In the between of who we are: contemplating the bardo
A sidebar to an interview with George Saunders about his novel Lincoln in the Bardo explains the Tibetan idea of bardo as “the intermediate state or gap we experience between death and our next rebirth.” It goes on to say, “More generally, the word bardo refers to the gap or space we experience between any two states,” including “the bardo of dreaming, the bardo of meditating, and even the bardo of this life—which is, after all, the intermediate state between birth and death.” Our lives, at least in this peculiarly Buddhist way of seeing things, amount to little more than a gap, a state of betweenness marking a time before us and a time after we are gone.

In this place of “between” that is the here and now turns the pivot of our being. Betweenness traces a boundary, an edge-state that delineates what was and what will be. In its multiple meanings, between both separates and connects. The author Gregory Blake Smith in a recent interview with Bonnie Nadzam notes the “double meaning” of the word “between.” In his poem “Crossing Brooklyn Ferry” Walt Whitman asks, “What is it then between us?” Smith explains, “On the surface the lines seem to be asking simply what is it that separates us,” but, Smith realizes, “in the context of the overall poem, that ‘between’ also means its opposite: what is it that unites us, what is it that we share?”

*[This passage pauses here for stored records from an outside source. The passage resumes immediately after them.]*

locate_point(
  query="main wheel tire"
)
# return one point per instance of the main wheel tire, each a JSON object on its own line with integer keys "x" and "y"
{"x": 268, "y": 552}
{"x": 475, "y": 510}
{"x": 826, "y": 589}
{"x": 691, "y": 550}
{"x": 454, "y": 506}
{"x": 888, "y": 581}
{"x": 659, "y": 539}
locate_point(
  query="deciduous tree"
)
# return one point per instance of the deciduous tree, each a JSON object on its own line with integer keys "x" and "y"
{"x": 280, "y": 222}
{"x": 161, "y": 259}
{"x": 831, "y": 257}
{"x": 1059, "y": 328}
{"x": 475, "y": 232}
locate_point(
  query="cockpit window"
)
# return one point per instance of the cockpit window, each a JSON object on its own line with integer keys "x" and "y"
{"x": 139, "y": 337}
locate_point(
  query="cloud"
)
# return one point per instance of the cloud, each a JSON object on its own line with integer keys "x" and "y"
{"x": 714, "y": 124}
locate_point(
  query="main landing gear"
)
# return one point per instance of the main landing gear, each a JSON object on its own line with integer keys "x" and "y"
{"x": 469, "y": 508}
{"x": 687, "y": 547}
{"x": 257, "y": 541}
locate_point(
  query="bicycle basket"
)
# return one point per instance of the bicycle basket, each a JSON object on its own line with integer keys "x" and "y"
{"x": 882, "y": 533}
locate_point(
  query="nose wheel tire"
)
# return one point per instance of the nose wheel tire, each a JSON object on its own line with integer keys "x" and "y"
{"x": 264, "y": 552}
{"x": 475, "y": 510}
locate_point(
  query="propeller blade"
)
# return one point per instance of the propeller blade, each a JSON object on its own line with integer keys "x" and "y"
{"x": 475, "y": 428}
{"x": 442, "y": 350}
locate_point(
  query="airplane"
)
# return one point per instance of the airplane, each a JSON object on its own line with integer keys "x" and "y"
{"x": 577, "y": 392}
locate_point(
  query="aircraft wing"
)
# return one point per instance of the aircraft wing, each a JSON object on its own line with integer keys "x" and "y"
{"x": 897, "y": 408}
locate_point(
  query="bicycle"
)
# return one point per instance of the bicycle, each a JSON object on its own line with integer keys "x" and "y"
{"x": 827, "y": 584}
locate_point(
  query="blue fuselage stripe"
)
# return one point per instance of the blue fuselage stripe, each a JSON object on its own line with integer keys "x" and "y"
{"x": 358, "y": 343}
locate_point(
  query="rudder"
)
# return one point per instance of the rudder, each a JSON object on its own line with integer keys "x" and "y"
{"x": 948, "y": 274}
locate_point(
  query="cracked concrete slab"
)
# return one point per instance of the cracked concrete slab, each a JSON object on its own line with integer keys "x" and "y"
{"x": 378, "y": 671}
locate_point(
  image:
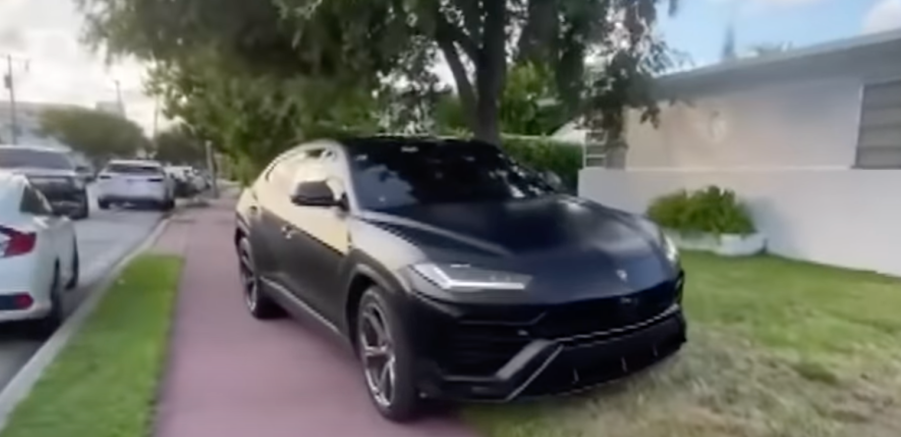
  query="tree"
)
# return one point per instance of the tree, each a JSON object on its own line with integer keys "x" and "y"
{"x": 176, "y": 145}
{"x": 360, "y": 44}
{"x": 97, "y": 134}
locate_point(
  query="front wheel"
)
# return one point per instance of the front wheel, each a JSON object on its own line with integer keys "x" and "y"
{"x": 387, "y": 358}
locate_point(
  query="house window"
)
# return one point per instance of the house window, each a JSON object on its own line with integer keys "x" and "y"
{"x": 879, "y": 140}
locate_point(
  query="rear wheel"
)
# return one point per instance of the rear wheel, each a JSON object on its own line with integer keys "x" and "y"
{"x": 51, "y": 322}
{"x": 386, "y": 358}
{"x": 258, "y": 303}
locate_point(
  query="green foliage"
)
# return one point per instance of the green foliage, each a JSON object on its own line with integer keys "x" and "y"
{"x": 178, "y": 146}
{"x": 97, "y": 134}
{"x": 357, "y": 47}
{"x": 711, "y": 210}
{"x": 545, "y": 154}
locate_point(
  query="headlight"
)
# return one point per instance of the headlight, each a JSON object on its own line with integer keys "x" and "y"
{"x": 463, "y": 277}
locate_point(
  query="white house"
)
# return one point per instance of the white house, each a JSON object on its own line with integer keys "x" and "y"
{"x": 809, "y": 138}
{"x": 28, "y": 124}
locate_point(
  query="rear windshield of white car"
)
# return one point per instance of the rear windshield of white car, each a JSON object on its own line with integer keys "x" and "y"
{"x": 133, "y": 169}
{"x": 21, "y": 158}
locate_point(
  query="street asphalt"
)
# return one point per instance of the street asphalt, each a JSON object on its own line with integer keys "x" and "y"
{"x": 103, "y": 239}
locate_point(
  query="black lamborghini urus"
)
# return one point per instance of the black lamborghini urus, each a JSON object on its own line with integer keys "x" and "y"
{"x": 454, "y": 273}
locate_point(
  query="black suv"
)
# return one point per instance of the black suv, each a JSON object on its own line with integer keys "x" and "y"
{"x": 54, "y": 173}
{"x": 455, "y": 273}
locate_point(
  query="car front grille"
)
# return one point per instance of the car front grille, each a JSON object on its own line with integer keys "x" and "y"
{"x": 480, "y": 344}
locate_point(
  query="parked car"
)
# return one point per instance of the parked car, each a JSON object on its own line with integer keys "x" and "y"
{"x": 454, "y": 273}
{"x": 38, "y": 255}
{"x": 54, "y": 173}
{"x": 135, "y": 182}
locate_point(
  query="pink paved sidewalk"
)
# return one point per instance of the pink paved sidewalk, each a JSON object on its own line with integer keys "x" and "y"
{"x": 230, "y": 375}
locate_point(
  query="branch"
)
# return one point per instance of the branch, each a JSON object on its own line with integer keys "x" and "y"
{"x": 464, "y": 86}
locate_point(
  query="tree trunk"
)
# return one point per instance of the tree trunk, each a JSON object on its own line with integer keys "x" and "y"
{"x": 491, "y": 72}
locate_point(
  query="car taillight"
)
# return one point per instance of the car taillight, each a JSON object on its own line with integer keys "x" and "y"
{"x": 17, "y": 243}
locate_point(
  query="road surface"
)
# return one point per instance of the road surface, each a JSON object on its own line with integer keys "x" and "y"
{"x": 103, "y": 239}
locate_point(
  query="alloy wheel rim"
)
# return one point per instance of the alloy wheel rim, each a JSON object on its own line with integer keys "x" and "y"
{"x": 377, "y": 353}
{"x": 249, "y": 281}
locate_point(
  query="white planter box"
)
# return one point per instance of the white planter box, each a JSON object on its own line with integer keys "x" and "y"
{"x": 725, "y": 245}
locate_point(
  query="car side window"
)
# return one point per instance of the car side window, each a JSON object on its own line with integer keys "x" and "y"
{"x": 34, "y": 203}
{"x": 333, "y": 174}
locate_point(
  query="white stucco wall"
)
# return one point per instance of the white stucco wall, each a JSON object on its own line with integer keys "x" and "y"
{"x": 848, "y": 218}
{"x": 795, "y": 124}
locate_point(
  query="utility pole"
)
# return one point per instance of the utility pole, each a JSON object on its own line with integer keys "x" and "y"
{"x": 119, "y": 98}
{"x": 11, "y": 86}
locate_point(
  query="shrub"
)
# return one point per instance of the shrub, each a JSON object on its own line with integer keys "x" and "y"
{"x": 711, "y": 210}
{"x": 543, "y": 154}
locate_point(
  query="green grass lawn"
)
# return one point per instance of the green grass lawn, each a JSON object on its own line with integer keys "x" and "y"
{"x": 777, "y": 348}
{"x": 104, "y": 382}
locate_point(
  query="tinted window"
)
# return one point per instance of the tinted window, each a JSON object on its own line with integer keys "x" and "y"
{"x": 17, "y": 158}
{"x": 134, "y": 169}
{"x": 392, "y": 174}
{"x": 33, "y": 202}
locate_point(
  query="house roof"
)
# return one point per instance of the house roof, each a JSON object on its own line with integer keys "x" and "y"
{"x": 847, "y": 57}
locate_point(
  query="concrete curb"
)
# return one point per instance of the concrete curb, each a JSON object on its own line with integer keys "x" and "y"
{"x": 20, "y": 385}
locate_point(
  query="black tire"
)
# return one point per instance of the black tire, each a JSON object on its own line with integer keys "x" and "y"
{"x": 76, "y": 269}
{"x": 84, "y": 211}
{"x": 260, "y": 305}
{"x": 405, "y": 403}
{"x": 51, "y": 322}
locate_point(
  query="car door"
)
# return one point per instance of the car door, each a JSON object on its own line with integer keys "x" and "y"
{"x": 54, "y": 232}
{"x": 319, "y": 239}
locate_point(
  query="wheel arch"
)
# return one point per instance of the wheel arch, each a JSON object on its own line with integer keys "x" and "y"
{"x": 365, "y": 272}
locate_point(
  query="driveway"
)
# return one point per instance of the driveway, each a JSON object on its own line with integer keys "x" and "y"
{"x": 103, "y": 239}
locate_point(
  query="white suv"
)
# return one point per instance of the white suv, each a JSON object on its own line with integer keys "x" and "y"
{"x": 135, "y": 182}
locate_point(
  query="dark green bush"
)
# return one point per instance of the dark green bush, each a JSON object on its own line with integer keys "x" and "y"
{"x": 542, "y": 154}
{"x": 710, "y": 210}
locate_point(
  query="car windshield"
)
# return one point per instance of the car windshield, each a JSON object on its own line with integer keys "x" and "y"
{"x": 395, "y": 174}
{"x": 19, "y": 158}
{"x": 136, "y": 169}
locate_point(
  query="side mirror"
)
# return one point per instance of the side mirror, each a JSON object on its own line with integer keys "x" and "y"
{"x": 313, "y": 194}
{"x": 553, "y": 179}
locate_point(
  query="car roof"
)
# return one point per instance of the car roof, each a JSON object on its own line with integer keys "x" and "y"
{"x": 140, "y": 162}
{"x": 36, "y": 148}
{"x": 10, "y": 191}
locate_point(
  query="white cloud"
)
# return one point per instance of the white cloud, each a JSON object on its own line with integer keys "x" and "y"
{"x": 44, "y": 34}
{"x": 884, "y": 15}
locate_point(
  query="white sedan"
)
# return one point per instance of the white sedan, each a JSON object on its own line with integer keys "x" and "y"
{"x": 38, "y": 255}
{"x": 135, "y": 182}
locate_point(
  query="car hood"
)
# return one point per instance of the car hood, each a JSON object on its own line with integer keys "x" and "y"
{"x": 43, "y": 172}
{"x": 571, "y": 247}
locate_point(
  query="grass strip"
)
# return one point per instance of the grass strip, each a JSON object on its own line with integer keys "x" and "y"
{"x": 104, "y": 383}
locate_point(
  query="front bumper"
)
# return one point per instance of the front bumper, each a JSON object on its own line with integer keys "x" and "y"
{"x": 67, "y": 200}
{"x": 506, "y": 358}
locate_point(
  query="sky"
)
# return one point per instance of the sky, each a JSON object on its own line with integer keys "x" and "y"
{"x": 45, "y": 33}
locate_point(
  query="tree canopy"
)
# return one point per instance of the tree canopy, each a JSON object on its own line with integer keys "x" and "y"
{"x": 97, "y": 134}
{"x": 178, "y": 146}
{"x": 360, "y": 46}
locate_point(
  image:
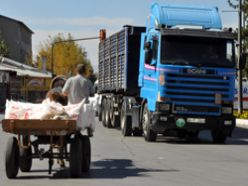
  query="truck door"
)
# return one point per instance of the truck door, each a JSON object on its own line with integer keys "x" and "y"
{"x": 149, "y": 89}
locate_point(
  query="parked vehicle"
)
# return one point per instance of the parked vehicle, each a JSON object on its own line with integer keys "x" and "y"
{"x": 162, "y": 78}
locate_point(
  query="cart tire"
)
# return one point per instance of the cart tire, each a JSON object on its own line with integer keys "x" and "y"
{"x": 86, "y": 150}
{"x": 25, "y": 159}
{"x": 76, "y": 157}
{"x": 12, "y": 158}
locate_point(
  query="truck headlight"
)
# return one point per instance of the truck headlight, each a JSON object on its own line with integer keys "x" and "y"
{"x": 164, "y": 107}
{"x": 226, "y": 110}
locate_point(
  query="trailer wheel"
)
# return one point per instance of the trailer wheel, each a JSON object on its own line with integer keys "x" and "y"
{"x": 100, "y": 113}
{"x": 107, "y": 113}
{"x": 126, "y": 122}
{"x": 25, "y": 159}
{"x": 137, "y": 132}
{"x": 219, "y": 136}
{"x": 149, "y": 134}
{"x": 12, "y": 158}
{"x": 76, "y": 157}
{"x": 86, "y": 150}
{"x": 104, "y": 112}
{"x": 114, "y": 119}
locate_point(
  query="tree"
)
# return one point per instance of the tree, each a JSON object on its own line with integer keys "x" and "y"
{"x": 244, "y": 36}
{"x": 4, "y": 50}
{"x": 66, "y": 55}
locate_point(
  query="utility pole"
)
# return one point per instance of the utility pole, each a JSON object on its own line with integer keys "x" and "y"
{"x": 240, "y": 87}
{"x": 64, "y": 41}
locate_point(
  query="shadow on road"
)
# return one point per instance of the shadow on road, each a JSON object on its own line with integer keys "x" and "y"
{"x": 111, "y": 169}
{"x": 103, "y": 169}
{"x": 239, "y": 137}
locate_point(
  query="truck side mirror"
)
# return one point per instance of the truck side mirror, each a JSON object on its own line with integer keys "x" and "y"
{"x": 148, "y": 52}
{"x": 242, "y": 60}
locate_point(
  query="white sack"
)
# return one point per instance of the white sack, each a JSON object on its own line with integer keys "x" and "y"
{"x": 83, "y": 113}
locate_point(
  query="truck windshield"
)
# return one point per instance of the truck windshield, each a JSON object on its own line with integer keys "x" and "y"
{"x": 197, "y": 51}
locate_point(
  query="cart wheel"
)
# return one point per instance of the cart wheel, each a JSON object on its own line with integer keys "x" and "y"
{"x": 86, "y": 151}
{"x": 25, "y": 160}
{"x": 76, "y": 157}
{"x": 12, "y": 158}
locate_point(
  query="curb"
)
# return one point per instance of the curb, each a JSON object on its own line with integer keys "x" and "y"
{"x": 242, "y": 122}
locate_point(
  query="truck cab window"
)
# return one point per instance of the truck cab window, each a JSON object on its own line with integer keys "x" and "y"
{"x": 148, "y": 52}
{"x": 155, "y": 50}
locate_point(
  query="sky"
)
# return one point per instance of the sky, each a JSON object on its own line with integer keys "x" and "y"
{"x": 84, "y": 18}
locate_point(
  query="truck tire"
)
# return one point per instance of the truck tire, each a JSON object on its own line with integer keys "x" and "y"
{"x": 126, "y": 122}
{"x": 107, "y": 112}
{"x": 76, "y": 157}
{"x": 137, "y": 132}
{"x": 149, "y": 134}
{"x": 12, "y": 158}
{"x": 86, "y": 150}
{"x": 114, "y": 119}
{"x": 25, "y": 161}
{"x": 104, "y": 112}
{"x": 219, "y": 136}
{"x": 100, "y": 113}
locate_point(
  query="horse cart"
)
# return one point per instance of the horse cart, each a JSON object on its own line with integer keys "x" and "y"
{"x": 64, "y": 139}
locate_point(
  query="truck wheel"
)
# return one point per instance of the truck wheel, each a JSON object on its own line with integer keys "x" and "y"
{"x": 137, "y": 132}
{"x": 126, "y": 122}
{"x": 107, "y": 113}
{"x": 25, "y": 159}
{"x": 218, "y": 136}
{"x": 114, "y": 119}
{"x": 12, "y": 158}
{"x": 76, "y": 157}
{"x": 86, "y": 150}
{"x": 100, "y": 113}
{"x": 149, "y": 134}
{"x": 104, "y": 112}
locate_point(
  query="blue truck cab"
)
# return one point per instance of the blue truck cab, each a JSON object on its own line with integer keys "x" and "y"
{"x": 176, "y": 75}
{"x": 187, "y": 76}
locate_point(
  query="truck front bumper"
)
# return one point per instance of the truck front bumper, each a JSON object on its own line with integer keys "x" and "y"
{"x": 161, "y": 122}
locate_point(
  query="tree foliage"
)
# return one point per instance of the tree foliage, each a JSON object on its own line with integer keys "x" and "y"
{"x": 65, "y": 54}
{"x": 244, "y": 8}
{"x": 4, "y": 50}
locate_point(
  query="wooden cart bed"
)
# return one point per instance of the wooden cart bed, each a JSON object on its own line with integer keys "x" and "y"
{"x": 39, "y": 127}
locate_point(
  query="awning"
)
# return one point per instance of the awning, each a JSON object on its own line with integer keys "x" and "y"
{"x": 21, "y": 69}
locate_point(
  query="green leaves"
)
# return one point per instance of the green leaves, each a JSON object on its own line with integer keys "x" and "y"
{"x": 4, "y": 50}
{"x": 66, "y": 55}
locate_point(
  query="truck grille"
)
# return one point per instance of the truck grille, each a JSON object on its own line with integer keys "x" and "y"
{"x": 195, "y": 93}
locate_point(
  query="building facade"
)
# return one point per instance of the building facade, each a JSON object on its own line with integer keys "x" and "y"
{"x": 18, "y": 38}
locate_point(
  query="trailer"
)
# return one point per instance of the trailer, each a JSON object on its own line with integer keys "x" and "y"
{"x": 58, "y": 134}
{"x": 64, "y": 137}
{"x": 165, "y": 78}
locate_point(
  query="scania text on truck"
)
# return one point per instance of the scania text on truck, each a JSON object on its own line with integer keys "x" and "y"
{"x": 176, "y": 75}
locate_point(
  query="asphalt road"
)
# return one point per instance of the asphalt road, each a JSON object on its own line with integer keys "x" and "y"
{"x": 132, "y": 161}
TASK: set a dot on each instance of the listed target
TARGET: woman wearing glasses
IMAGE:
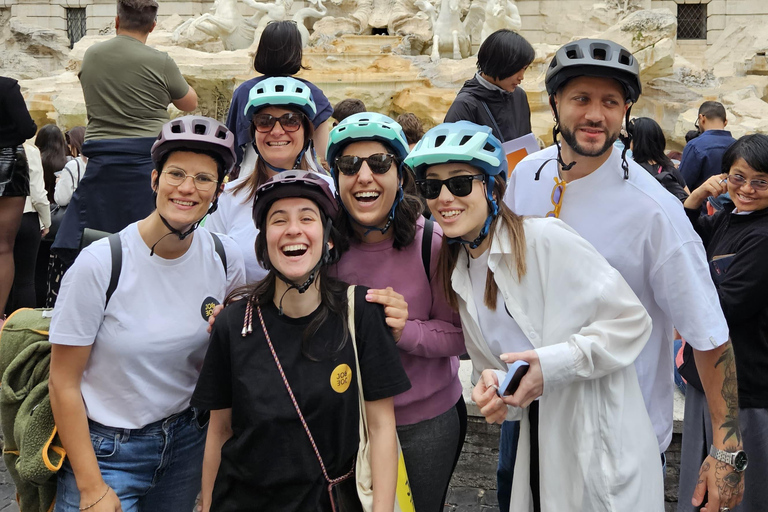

The moment of “between,” that instant of bardo in dreaming, in meditating, and in the pause between every breath we take, always quivers with ambiguity. In the bardo between people awaits a double potential. “What is it then between us?”
It can be the boundary that separates, the wall that stands between us. Or it can be a shared connection, the spark of a chemistry between us. In the betweenness of the bardo that comes with death, that empty moment between the here and the hereafter of Tibetan Buddhism that Saunders explores with the young Willie Lincoln, we are both connected to and separated from the lives we have known and the realities we will become.